The Common Offset Vector (COV), also known as the Offset Vector Tile (OVT), domain is important in 3D land seismic processing as it provides a natural binning of offsets and azimuths for datasets acquired with a regular acquisition geometry. With an appropriate choice of sampling for the inline and crossline offset, an individual COV is a single-fold dataset with a limited offset and azimuth range. These COVs are an attractive domain in which to apply noise attenuation, FXY interpolation and pre-stack footprint attenuation. Applying pre-stack time migration (PSTM) on COVs allows us to preserve offset and azimuth through migration so that we can perform azimuthal velocity analysis in the migrated location.
A COV is characterized by the sampling of the inline and crossline offset increments. With a regular, orthogonal, 3D acquisition geometry these increments are twice the shot line spacing and twice the receiver line spacing. For merged datasets, or datasets with a great deal of irregularity, we may need to carry out additional analysis to determine the optimal COV parameters. We can perform this analysis interactively and Figure 1 shows the fold of a single COV with inline/xline increments 340/540 m versus 270/540 m. For the nominal acquisition parameters of this survey 340/540 m is the correct choice, but due to variability of the shot and receiver locations 270/540 m is also a good choice.

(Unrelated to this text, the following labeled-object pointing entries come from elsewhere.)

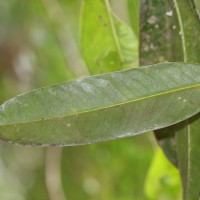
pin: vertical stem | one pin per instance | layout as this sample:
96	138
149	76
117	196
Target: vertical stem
53	174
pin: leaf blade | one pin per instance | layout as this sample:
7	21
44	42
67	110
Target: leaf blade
101	107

The fold pattern will vary from COV to COV so these must be examined interactively.
This 3D survey is part of a merge and the majority of the data were acquired at a different azimuth and a smaller bin size. (data provided by Strathcona Resources Ltd.) Binning these data with the merge geometry results in the fold, for a single COV, shown in Figure 2.1. After 5D interpolation the fold of the same COV, in Figure 2.2, is now generally single fold for all CDP locations which is ideal for COV PSTM.
When choosing COV processing parameters we can also interactively examine the fold for all COVs for a given inline/xline offset choice as shown in Figure 3. Additionally we can examine the azimuths (Figure 4) and offsets (Figure 5) for the COV geometry. Using these QC plots we can quickly determine the optimal COV parameters for a single 3D survey or a group of surveys in a merge.

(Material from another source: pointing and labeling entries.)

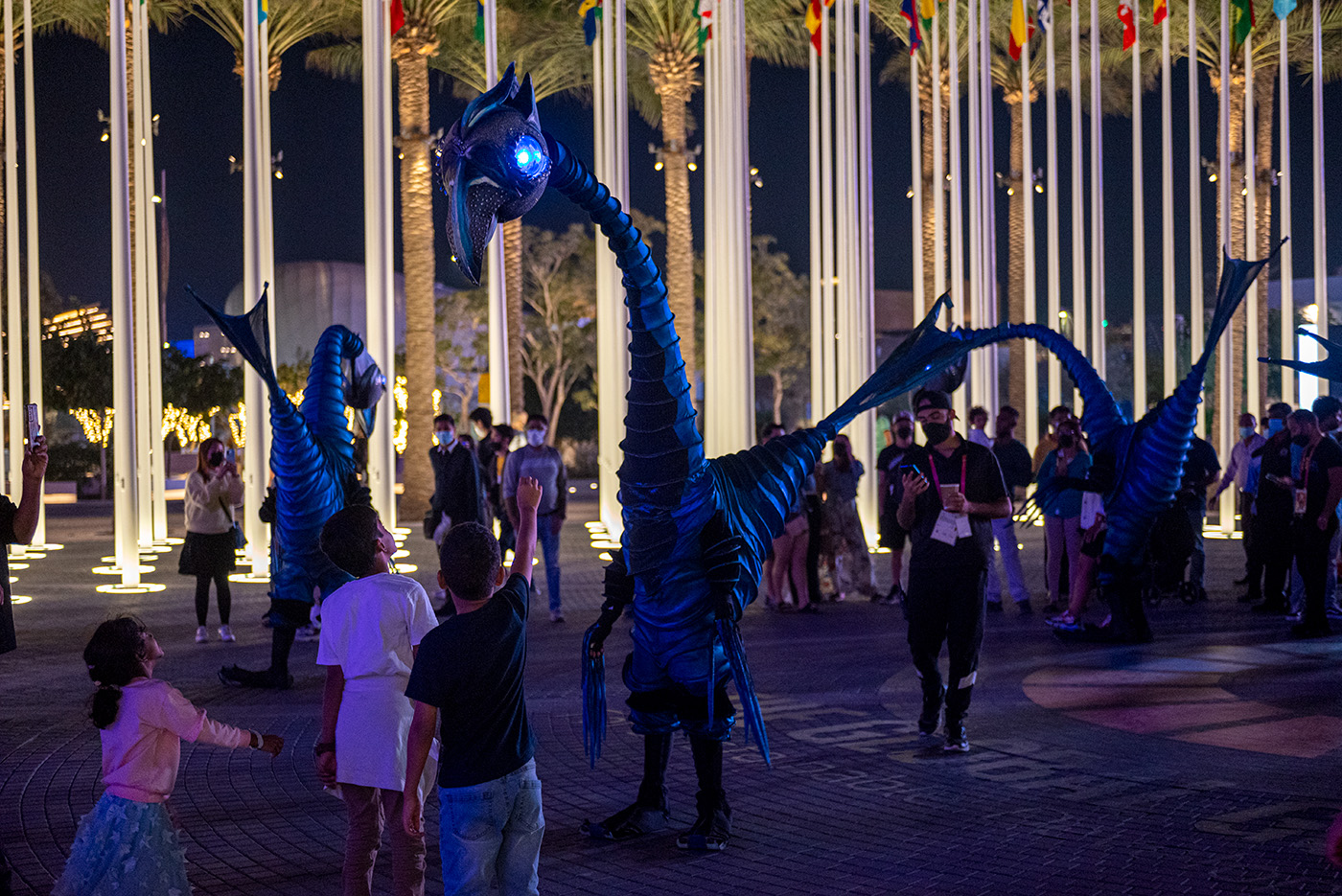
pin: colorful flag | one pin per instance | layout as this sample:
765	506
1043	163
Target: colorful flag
906	10
1017	29
590	11
1124	15
1243	19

Figure 2. Data from the same survey as shown in Figure 1, however, now in the desired grid for processing of a 3D merge. Shown is fold for a single COV with and without interpolation at the centre of the square.
Figure 3. Fold for each COV in a survey as a function X-Offset (inline offset) and Y-Offset (crossline offset). The skewed appearance is a result of the processing grid not being aligned with the acquisition grid.